LET´S MOBILIZE!

Die Tagung ist beendet. Drei Tage voller interessanter Gespräche, Diskussionen, Bier, Sauna, Theater und Party.

45 Wissenschaftler_innen, Aktivist_innen, Schauspieler_innen, Journalist_innen, Künstler_innen und Kurator_innen waren 3 Tage lang zusammen, und nicht nur die Sauna hat die Köpfe zum Rauchen gebracht, sondern auch viele Fragen, die sich im Zusammenhang mit Theater und Aktion stellten: Was hat Theater überhaupt mit Aktion zu tun? Was können beide Bereiche voneinander lernen? Welche Rolle spielt eigentlich das Publikum? Was verändert sich, wenn der Rahmen einer Aktion eine Theaterbühne ist, im Gegensatz zu einer medialen Bühne oder einfach der Straße? Wie unterscheiden sich die unterschiedlichen Diskurse und was vereint sie?

Die Ansätze und Erfahrungen der Teilnehmer_innen waren sehr verschieden, und reichten vom abstrakten Reflektieren in der Theaterwissenschaft, über Kritiken und kritischen Journalismus bis hin zu ganz konkreten Aktionen wie zum Beispiel dem Bereitstellen von WLAN in Flüchtlingsheimen. Die Diskussionen waren geprägt von den aktuellen politischen Ereignissen, den Geflüchteten auf dem Weg nach Europa und den rechtsradikalen Gegenbewegungen. Die Tagung war ja nicht öffentlich, was einen fast intimen Schutzraum ermöglichte. Beim gemeinsamen Bier wurden die gesehenen Inszenierungen erörtert, kritisch betrachtet und Netzwerke gesponnen.

Nach dem ersten Tagungsblock, in dem sich alle einander vorstellten, fand die große Gründungsparty der Agentur „DIE POPULISTINNEN“ vom Peng!-Collective statt, welche sich das erste Mal auf einer Theaterbühne ausgetobt haben – inklusive Glitzer, Projektionen, Luftballons, Live-Band (Avantiboomboom aus Köln), eine fliegende Schauspielerin, die ein Manifest verliest, beantwortet vom Dortmunder Bürgerchor. Alles Mittel, die das Theater, und gerade eine große Stadttheaterbühne mit ihren großen Kapazitäten und den vielen Menschen, die im Hintergrund arbeiten, bereit stellen kann. Bei der Party danach wurden beim Politaoke große Reden geschwungen, und beim Freibier über Populismus, Theater und politische Aktionen debattiert.

Der nächste Tag war voll von Diskussionen, der Keynote von Kai van Eikels („Die Kunst des Kollektiven“) und Workshops, aus denen praktische Aktionsideen entstanden sind.

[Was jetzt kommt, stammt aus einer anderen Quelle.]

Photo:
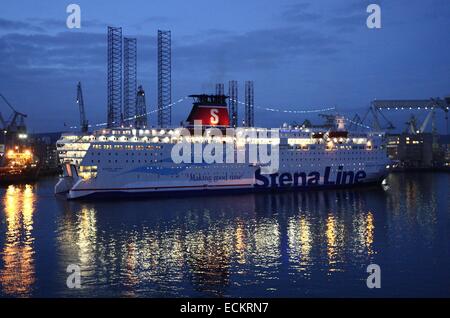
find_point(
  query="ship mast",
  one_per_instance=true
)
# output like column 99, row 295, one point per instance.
column 83, row 121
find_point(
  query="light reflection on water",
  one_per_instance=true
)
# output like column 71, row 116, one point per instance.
column 316, row 243
column 17, row 275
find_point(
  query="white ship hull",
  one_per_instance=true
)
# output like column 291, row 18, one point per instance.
column 119, row 161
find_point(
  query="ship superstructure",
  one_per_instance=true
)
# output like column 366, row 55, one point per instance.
column 126, row 161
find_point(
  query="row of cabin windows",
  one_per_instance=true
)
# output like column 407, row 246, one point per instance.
column 138, row 154
column 332, row 159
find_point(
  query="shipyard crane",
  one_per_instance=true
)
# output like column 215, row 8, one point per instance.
column 83, row 121
column 2, row 122
column 17, row 122
column 431, row 104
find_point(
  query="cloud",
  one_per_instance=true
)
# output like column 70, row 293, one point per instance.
column 300, row 13
column 10, row 25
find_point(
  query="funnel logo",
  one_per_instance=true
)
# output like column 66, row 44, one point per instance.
column 214, row 120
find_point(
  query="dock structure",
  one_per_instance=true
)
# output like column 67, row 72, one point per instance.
column 164, row 79
column 129, row 80
column 249, row 104
column 114, row 103
column 233, row 103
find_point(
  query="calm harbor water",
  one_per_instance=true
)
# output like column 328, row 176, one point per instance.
column 304, row 244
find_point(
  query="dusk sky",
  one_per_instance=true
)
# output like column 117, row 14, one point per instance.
column 301, row 55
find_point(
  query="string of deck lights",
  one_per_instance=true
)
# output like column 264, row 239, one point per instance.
column 290, row 111
column 242, row 103
column 137, row 116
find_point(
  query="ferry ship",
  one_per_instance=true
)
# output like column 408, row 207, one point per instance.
column 140, row 162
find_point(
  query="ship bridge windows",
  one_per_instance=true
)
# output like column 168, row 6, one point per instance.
column 87, row 172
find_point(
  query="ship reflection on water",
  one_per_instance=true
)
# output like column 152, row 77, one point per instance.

Kai van Eickels betonte, das Theater als Ort historisch und nicht neutral sei. Wegen der Bindung an sein Publikum, welches immer eher im Bürgertum zu finden sei, ist es historisch betrachtet eher reaktionär. Theater könnten aber als Institutionen zur Übung von Politisierung, Geschmeidigkeit und Genießbarkeit dienen. Gerade das „als-ob“ des Theaters schafft dabei einen Möglichkeits- und Übungsraum, welcher kollektiv hervorgebracht wird.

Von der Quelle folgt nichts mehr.